One of the concerns in search based software engineering is the search space. Our algorithms can be more performant if we can constrain this search space. Hence, the focus of this tutorial is to provide a suite of tools that can be used in conjunction with search based software engineering to constrain the search space in testing. That is, we mine the input specifications from parsers, which are then used to constrain the inputs to be provided to the program under test. We constrain this space further by specifying that only inputs belonging to patterns that are known to cause certain behaviors should be generated. In particular, we will see:
- How to generate inputs using GA when the syntax specification is not available
- How to use the sample inputs for mining the syntax specification (context-free grammar) of a given parser
- Given such a specification, how to abstract any input that causes a bug resulting in a bug specification
- How to combine the specifications of such bugs using and, or and negate for complex bug specifications. For example, one can specify that each input produced by a fuzzer should contain input patterns that induce bugs A, B, and either C or D but should not contain bug E.
That is:
A & B & (C | D) \ E
Note. While the algorithms are presented in Python, the techniques presented are language agnostic. That is, you can apply these techniques and the implementation directly to any parser so long as the parser satisfies at least some of these criteria. Furthermore, any criteria that the targeted parser doesn't satisfy can easily be worked around with some (usually minimal) effort.
-
For sections (1) (Generating samples without specification) we assume that the program under test is written in a language that
- Allows some way to wrap the input string in a proxy object such that access to the input string can be tracked as long as it remains a string (i.e unparsed).

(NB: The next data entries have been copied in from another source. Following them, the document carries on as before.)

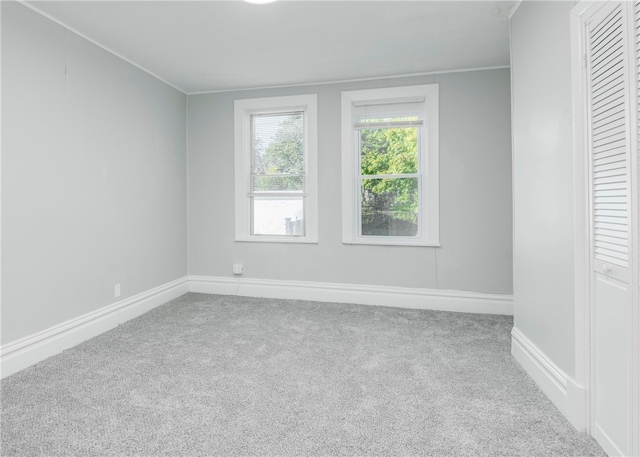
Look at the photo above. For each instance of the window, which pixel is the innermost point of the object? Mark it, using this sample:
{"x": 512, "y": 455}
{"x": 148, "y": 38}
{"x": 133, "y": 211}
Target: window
{"x": 390, "y": 166}
{"x": 276, "y": 169}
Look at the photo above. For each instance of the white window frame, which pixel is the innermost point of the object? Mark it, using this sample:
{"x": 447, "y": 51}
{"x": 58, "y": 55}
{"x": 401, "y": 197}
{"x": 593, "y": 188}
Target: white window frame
{"x": 243, "y": 109}
{"x": 428, "y": 233}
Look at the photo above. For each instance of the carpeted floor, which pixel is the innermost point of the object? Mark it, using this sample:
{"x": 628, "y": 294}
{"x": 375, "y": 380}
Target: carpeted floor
{"x": 209, "y": 375}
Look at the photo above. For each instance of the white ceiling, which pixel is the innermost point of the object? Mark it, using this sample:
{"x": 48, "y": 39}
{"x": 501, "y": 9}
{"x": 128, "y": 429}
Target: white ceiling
{"x": 200, "y": 46}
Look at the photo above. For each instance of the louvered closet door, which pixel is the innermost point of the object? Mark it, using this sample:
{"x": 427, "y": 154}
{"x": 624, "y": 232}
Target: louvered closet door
{"x": 609, "y": 104}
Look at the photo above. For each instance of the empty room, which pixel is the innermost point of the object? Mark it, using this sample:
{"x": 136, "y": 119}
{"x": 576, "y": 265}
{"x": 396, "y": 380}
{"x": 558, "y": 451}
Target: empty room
{"x": 320, "y": 227}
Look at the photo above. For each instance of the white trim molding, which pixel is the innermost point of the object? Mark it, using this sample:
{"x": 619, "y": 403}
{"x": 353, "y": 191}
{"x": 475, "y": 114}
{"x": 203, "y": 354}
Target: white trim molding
{"x": 24, "y": 352}
{"x": 398, "y": 297}
{"x": 564, "y": 392}
{"x": 20, "y": 354}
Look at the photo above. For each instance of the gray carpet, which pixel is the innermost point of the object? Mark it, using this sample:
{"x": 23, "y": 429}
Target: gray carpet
{"x": 219, "y": 375}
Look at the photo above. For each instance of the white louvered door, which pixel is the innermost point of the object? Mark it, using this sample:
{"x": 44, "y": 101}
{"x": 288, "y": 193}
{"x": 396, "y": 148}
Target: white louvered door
{"x": 609, "y": 146}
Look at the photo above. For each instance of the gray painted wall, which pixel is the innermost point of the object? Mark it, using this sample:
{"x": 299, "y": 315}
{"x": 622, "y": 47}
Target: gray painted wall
{"x": 93, "y": 176}
{"x": 543, "y": 178}
{"x": 475, "y": 195}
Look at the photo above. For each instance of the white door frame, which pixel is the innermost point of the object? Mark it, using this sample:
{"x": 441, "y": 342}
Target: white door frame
{"x": 582, "y": 234}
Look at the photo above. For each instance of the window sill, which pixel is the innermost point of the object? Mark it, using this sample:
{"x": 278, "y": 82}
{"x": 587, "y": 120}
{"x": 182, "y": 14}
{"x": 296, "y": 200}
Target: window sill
{"x": 277, "y": 239}
{"x": 418, "y": 244}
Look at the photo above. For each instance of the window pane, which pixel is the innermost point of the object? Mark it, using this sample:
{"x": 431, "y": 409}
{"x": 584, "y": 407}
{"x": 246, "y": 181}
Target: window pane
{"x": 389, "y": 151}
{"x": 277, "y": 182}
{"x": 277, "y": 143}
{"x": 278, "y": 216}
{"x": 389, "y": 207}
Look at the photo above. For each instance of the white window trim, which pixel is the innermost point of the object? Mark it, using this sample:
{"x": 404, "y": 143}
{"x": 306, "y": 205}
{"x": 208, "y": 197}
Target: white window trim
{"x": 242, "y": 111}
{"x": 430, "y": 201}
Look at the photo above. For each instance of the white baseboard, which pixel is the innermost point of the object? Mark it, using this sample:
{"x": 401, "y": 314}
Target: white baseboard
{"x": 568, "y": 396}
{"x": 399, "y": 297}
{"x": 32, "y": 349}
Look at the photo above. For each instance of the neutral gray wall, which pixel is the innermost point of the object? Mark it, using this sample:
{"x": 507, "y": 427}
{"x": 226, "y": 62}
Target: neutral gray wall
{"x": 475, "y": 195}
{"x": 93, "y": 176}
{"x": 543, "y": 178}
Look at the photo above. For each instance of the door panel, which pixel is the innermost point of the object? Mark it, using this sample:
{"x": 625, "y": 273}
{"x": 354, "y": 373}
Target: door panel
{"x": 609, "y": 149}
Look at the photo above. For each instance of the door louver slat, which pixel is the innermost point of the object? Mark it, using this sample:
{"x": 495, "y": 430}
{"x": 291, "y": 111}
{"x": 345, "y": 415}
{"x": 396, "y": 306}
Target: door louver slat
{"x": 609, "y": 139}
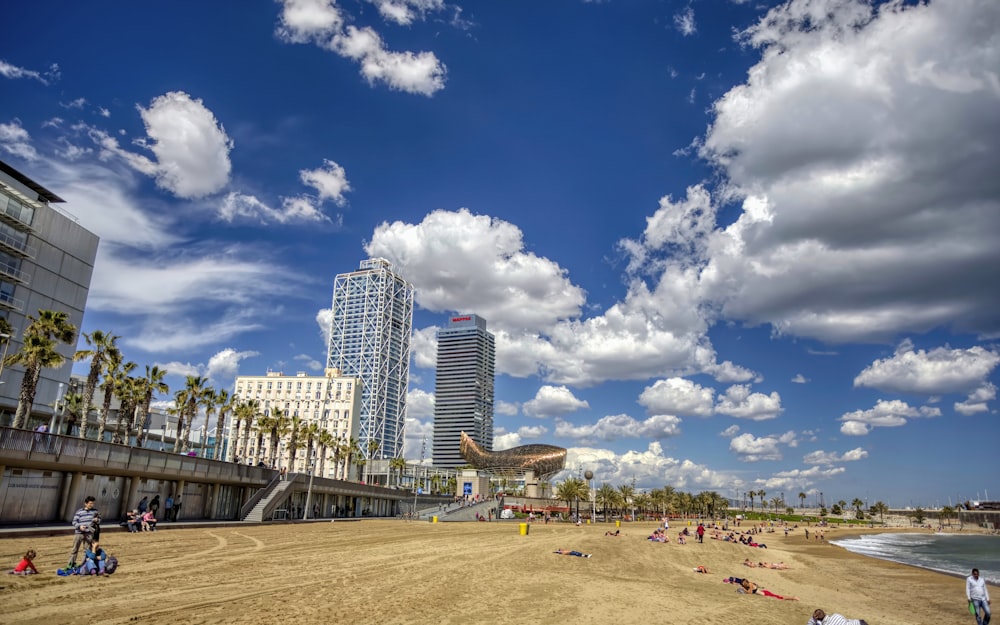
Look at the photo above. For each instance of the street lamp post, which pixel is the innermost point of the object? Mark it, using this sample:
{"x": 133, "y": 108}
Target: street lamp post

- Failing which (i.e. C), we assume some taint tracking mechanism that allows us to identify the part of the input string we are operating on in any parsing unit.

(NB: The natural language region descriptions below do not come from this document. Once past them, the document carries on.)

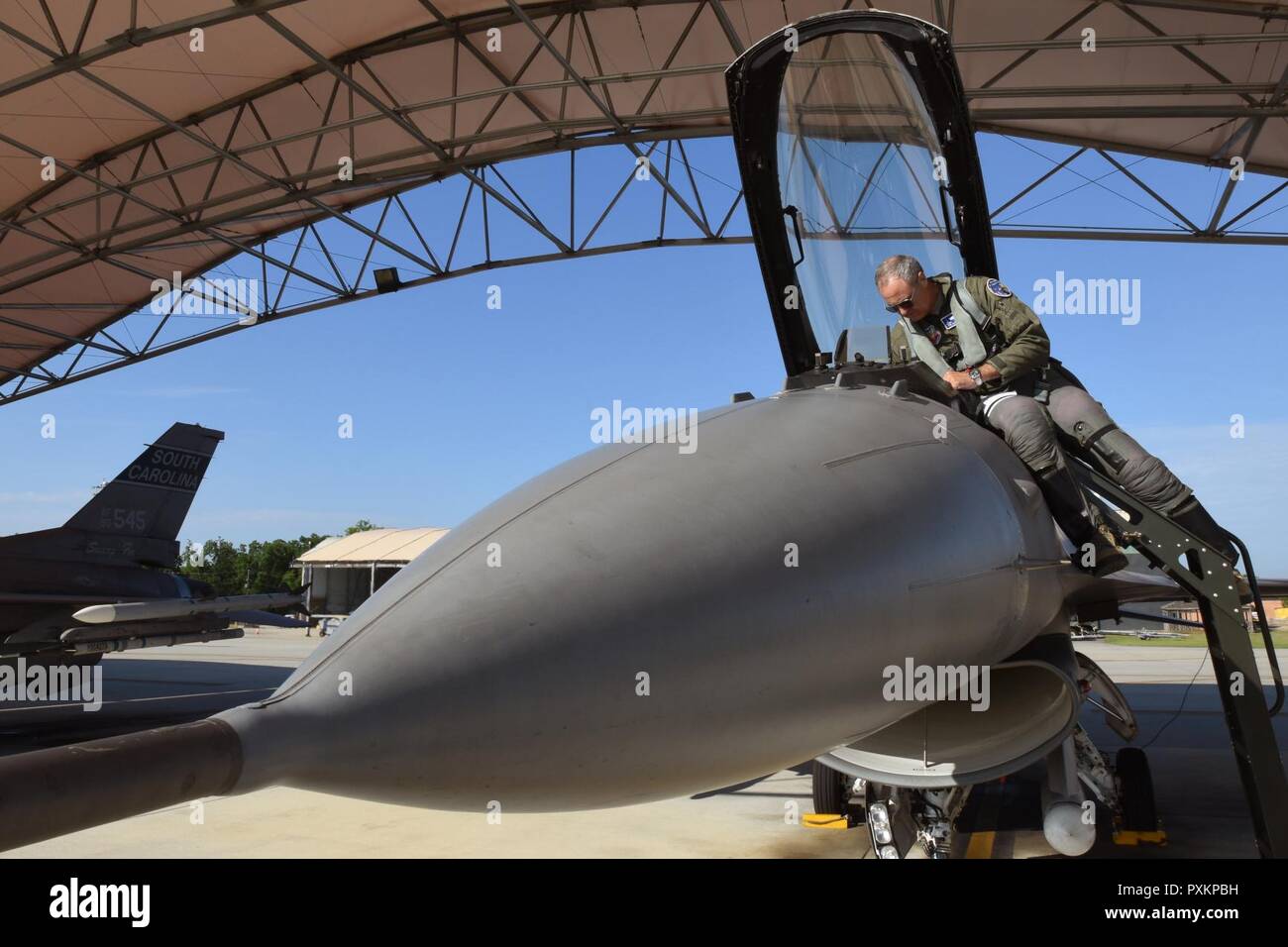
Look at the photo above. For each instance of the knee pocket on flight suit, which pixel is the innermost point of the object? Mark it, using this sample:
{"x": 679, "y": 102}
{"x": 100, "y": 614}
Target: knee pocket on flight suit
{"x": 1085, "y": 419}
{"x": 1028, "y": 432}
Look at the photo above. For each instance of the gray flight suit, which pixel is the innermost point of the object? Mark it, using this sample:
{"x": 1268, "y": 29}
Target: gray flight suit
{"x": 1034, "y": 395}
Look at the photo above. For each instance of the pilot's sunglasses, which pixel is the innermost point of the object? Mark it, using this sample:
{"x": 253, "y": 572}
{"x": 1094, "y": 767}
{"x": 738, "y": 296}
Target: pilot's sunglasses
{"x": 901, "y": 305}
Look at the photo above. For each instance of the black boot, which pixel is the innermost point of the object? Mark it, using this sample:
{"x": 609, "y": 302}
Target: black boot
{"x": 1081, "y": 523}
{"x": 1192, "y": 515}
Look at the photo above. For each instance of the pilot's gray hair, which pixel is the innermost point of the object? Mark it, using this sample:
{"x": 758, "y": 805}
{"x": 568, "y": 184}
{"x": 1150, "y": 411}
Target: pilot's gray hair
{"x": 900, "y": 266}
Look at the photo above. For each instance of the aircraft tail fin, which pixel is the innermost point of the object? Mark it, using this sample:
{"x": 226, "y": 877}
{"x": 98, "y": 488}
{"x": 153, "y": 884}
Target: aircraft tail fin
{"x": 151, "y": 496}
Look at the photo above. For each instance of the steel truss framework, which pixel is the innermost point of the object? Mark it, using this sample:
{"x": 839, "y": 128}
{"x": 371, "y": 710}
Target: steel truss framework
{"x": 162, "y": 200}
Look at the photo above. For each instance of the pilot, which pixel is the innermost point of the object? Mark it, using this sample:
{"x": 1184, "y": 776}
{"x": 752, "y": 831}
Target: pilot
{"x": 984, "y": 342}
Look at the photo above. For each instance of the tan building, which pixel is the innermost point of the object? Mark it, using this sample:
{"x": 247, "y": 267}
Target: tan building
{"x": 1189, "y": 611}
{"x": 344, "y": 571}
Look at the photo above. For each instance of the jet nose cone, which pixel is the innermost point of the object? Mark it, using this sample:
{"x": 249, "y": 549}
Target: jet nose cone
{"x": 642, "y": 624}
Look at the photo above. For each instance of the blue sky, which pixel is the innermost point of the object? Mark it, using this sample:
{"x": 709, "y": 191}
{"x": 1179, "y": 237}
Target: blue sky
{"x": 455, "y": 403}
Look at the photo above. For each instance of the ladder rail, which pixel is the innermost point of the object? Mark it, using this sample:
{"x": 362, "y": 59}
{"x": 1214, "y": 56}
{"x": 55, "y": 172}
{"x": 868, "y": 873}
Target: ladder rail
{"x": 1245, "y": 557}
{"x": 1210, "y": 579}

- If no such taint trackers are available, we assume that the parser processes input byte by byte and exits with an error as soon as an unparsable byte is found.
-
For section (2), beyond the requirement from (1) we also assume that the parser
- Uses functions/procedures/methods to organize various parsing units
- Uses structured programming techniques such as loops and conditionals
- Failing these (i.e. combinatorial parsers) the parsing units are labeled (i.e. the variable containing the parsing unit is adequately named), and these labels are recoverable somehow.
-
Sections (3) and (4) does not impose any requirements on the parser.
-
Download Python 3.10
Some variation of
$ sudo apt-get install python3.10
-
Install Graphviz for your operating system.
Some variation of
$ sudo apt install graphviz
-
Make a virtual environment (recommended)
$ python3 -m venv sbst2022 $ cd sbt2022 $ source bin/activate
-
Install Jupyter.
$ ./bin/python3 -m pip install "jupyter==1.0.0"
-
Checkout this repository
git clone [email protected]:vrthra/SBST22-tutorial.git
-
Start the Jupyter server in the repository directory
$ cd SBST22-tutorial $ jupyter-notebook
This opens a browser window at http://localhost:8888/tree
-
Proceed to x0_0_Prerequisites.ipynb and execute the page completely.
-
The Roadmap.ipynb contains the description of each notebook and links to each.

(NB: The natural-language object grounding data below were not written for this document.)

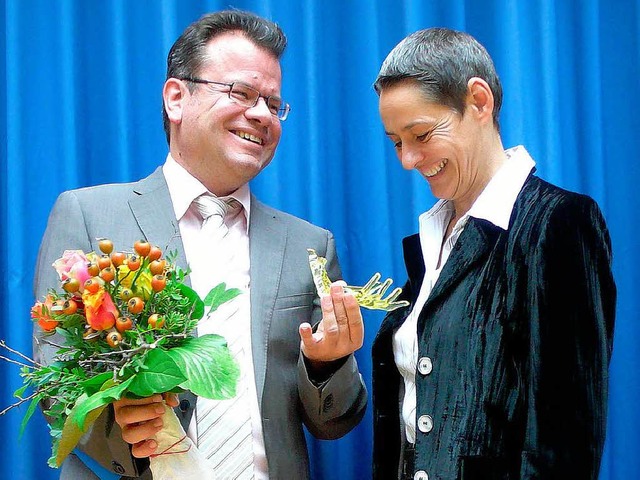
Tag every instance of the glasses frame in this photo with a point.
(283, 111)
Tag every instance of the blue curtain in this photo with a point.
(80, 104)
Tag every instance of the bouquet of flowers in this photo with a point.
(120, 326)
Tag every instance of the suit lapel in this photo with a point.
(267, 237)
(153, 210)
(475, 242)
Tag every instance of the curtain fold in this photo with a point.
(81, 105)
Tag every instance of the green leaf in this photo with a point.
(87, 403)
(208, 366)
(94, 384)
(72, 432)
(20, 392)
(198, 306)
(160, 375)
(219, 295)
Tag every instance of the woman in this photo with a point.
(498, 368)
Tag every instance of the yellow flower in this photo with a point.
(142, 287)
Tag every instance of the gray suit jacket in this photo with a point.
(282, 296)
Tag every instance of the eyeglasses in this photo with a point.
(248, 97)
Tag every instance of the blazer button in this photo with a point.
(425, 423)
(421, 475)
(327, 404)
(425, 366)
(117, 468)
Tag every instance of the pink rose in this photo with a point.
(73, 264)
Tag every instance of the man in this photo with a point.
(500, 361)
(223, 113)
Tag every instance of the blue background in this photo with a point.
(80, 104)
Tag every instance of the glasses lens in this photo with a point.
(244, 95)
(283, 112)
(248, 97)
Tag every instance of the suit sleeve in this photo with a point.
(66, 230)
(571, 299)
(333, 408)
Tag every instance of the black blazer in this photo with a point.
(519, 330)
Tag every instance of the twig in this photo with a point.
(49, 342)
(15, 352)
(18, 403)
(2, 357)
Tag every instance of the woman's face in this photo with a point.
(444, 146)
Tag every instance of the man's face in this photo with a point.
(224, 144)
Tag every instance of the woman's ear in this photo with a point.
(480, 98)
(174, 93)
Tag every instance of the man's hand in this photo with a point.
(141, 419)
(340, 332)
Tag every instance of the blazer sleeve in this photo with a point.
(66, 230)
(571, 303)
(334, 407)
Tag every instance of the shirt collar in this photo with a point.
(184, 188)
(496, 201)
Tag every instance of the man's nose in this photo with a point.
(260, 111)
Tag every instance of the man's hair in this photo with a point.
(441, 62)
(188, 53)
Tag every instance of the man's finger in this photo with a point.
(337, 296)
(139, 432)
(144, 449)
(330, 324)
(130, 414)
(356, 324)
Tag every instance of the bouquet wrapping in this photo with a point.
(121, 326)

The jupyter notebooks in this tutorial are designed to be stepped through in an ordered sequence.
For example, The first number 0
in x0_3_HDD.ipynb
is the major number and 3
is the minor number.
The major number describes the particular section being explained. These are:
-
Prerequisites
These are well known external algorithms, and will not be explained during the tutorial.
-
Generating Samples
How to generate valid samples for grammar mining when one does not have access to the input specification for parsers (e.g. JSON, Java syntax etc.).
-
Mining Grammar
How to mine the context-free grammar of a given parser
-
Abstracting Inputs
If you find a bug or an otherwise interesting behavior, how to abstract this input so that you can generate a much larger number of inputs all reproducing this behavior.
-
Input Algebras
If you find multiple such interesting behaviors, or bugs, how to combine them, using the full algebraic operations -- conjunction (and), disjunction (or), and negation (complement) so that each input contains all bugs you specify.
The minor numbers specify the tasks that are involved in each major step.